Liest man die Worte hier im Zusammenspiel mit dieser Potifar-Affäre, so gewinnen sie zusätzlich Gewicht. Rufen sie doch auf den Weg, der dem Untergang entgegen wirkt, der das Verhängnis meidet. Die Weisheit und die Lehrer der Weisheit rufen auf die Wege, die recht sind, auf denen das Herz vor Unrecht bewahrt wird. Es sind starke Bilder: Hier pflastern Leichen den Weg der Ungerechtigkeit, des Ehebruches – da ist Leben. Fast könnte man auf die Idee kommen: Die fremde Frau ist so etwas wie die Toten-Göttin.

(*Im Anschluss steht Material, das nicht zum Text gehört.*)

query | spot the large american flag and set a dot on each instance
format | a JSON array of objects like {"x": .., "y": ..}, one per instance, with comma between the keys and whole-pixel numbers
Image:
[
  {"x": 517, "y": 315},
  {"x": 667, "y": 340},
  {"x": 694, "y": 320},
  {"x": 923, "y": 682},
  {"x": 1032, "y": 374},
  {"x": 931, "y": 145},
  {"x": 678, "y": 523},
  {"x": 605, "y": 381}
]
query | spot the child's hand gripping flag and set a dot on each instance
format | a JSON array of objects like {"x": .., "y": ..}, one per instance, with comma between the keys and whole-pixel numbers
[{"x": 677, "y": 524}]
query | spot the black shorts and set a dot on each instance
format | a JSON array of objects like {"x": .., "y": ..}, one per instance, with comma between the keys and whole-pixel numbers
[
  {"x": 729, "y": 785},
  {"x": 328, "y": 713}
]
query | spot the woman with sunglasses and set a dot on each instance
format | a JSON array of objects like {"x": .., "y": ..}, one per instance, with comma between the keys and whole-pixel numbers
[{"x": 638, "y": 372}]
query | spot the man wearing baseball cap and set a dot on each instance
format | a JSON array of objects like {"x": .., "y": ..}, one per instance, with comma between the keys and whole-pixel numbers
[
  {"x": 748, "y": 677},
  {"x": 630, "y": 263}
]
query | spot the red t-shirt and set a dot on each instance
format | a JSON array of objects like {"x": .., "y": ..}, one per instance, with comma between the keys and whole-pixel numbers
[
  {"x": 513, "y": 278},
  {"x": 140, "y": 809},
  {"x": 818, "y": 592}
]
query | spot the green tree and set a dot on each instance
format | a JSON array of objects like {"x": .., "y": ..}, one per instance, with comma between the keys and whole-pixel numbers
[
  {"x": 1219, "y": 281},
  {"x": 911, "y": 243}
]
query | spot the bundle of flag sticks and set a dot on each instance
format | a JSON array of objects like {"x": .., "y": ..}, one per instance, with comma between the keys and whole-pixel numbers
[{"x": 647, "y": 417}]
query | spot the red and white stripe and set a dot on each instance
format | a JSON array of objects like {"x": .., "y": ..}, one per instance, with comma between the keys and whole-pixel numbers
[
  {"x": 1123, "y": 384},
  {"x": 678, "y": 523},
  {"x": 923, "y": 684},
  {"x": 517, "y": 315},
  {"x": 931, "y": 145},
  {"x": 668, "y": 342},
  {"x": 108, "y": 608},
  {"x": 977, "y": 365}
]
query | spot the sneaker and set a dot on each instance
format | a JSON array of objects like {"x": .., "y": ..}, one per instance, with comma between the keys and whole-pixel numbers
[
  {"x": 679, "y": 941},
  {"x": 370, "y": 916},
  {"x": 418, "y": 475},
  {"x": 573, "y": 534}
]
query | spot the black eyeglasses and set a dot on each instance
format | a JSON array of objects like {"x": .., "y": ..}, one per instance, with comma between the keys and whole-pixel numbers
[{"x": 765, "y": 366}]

Die Frage stellt sich allerdings: geht es wirklich nur darum, einen einigermaßen unreifen und auch ein wenig naiven Jüngling zu sagen: Lauf nicht hinter jedem Rock her. Lass die Finger von verheirateten Frauen. Das sagen besorgte Eltern ja das eine oder andere Mal dem heranwachsenden Spross. Oder ist hinter der so plastischen, handfesten Schilderung doch noch die andere Warnung mit verpackt: Vor dem fremden Kult, vor den orgiastischen Praktiken, die in früheren Theologen-Generationen in fast jedem heidnischen Tempel aufgespürt wurden? Es ist eine Frage, die in unserer Zeit nicht mehr so eindeutig beantwortet wird: Die Verführung zum fremden Glauben – ist die wirklich so gefährlich?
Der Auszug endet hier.